Construir barreiras técnicas e comerciais é uma das mais importantes funções desse órgão. Remédios, aviões, alimentos, automóveis e outros produtos
seguem uma mesma regra comercial: é
a da proteção do produto nacional, por
meio de barreiras técnicas e comerciais,
contra a indústria estrangeira.
Por que o Brasil tem dificuldades em
exportar vários de seus produtos agrícolas? Por que carros americanos são
raramente vistos na Europa? Por que o
Brasil briga tanto com o Canadá por
causa dos aviões? A verdade é difícil de
apurar e fácil de distorcer; há milhares
de produtos a controlar, além de muito
dinheiro e aliciamento envolvidos.
Planejando-se pesquisas com doses
insuficientes ou excessivas de concorrentes, os resultados distorcem a verdade. Esconder resultados negativos e divulgar apenas os positivos é prática antiética, mas muito comum.
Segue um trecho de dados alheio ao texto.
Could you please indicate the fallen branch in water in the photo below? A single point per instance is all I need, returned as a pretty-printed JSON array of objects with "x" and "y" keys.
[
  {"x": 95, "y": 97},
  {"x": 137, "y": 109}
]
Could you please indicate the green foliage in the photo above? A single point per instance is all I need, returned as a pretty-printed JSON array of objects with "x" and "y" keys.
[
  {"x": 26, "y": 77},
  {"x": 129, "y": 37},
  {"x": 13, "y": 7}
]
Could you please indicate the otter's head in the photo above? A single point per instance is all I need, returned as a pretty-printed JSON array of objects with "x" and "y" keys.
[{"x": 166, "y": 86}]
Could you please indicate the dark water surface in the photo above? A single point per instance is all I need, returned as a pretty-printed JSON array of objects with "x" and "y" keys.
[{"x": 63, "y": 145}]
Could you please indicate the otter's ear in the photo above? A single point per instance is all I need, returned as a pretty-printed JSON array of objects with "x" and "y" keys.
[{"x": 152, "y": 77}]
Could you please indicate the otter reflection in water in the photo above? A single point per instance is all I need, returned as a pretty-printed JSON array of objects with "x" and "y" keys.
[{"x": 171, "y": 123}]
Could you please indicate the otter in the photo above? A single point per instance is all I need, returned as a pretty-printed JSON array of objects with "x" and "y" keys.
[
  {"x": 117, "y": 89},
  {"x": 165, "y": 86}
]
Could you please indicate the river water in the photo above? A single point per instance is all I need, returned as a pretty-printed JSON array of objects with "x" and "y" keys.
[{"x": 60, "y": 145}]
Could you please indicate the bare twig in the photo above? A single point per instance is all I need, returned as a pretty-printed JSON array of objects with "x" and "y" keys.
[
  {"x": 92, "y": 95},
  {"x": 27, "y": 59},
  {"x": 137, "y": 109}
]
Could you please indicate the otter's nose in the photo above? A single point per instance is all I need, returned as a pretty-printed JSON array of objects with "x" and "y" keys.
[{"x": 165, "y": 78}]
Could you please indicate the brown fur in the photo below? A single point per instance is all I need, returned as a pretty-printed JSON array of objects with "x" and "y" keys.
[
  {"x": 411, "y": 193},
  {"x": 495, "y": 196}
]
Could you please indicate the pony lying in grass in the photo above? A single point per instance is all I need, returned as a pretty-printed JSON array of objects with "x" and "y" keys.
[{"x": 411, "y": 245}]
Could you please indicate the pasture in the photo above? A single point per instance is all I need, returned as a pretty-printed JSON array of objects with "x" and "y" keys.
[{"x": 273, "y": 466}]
As "razões
científicas convenientes" parecem sérias, iludem técnicos incompetentes,
cientistas incautos e a população, mas
saltam aos olhos quando se comparam
decisões entre países.
No caso dos medicamentos, a "barreira técnica", a "barreira comercial" e as
"tramas de mercado" têm aspectos típicos. As indústrias farmacêuticas "multinacionais" (americanas e européias)
precisam de dois mecanismos para
manter sua lucratividade: as patentes e
o "trade-up".
Para os países produtores, medicamento é produto de investimento, que
traz lucro. A indústria não faz pesquisa
pelo bem da humanidade, mas porque
o retorno é bom. Dentre as centenas de
novos medicamentos, poucos são os
que representam real novidade terapêutica. Sabe-se que a indústria farmacêutica investe entre 10% e 15% em pesquisa
e mais de 20% em mercado. Logo é óbvio que o mercado é mais importante
que a pesquisa.
Para que um produto patenteado possa ser vendido é preciso criar mercado.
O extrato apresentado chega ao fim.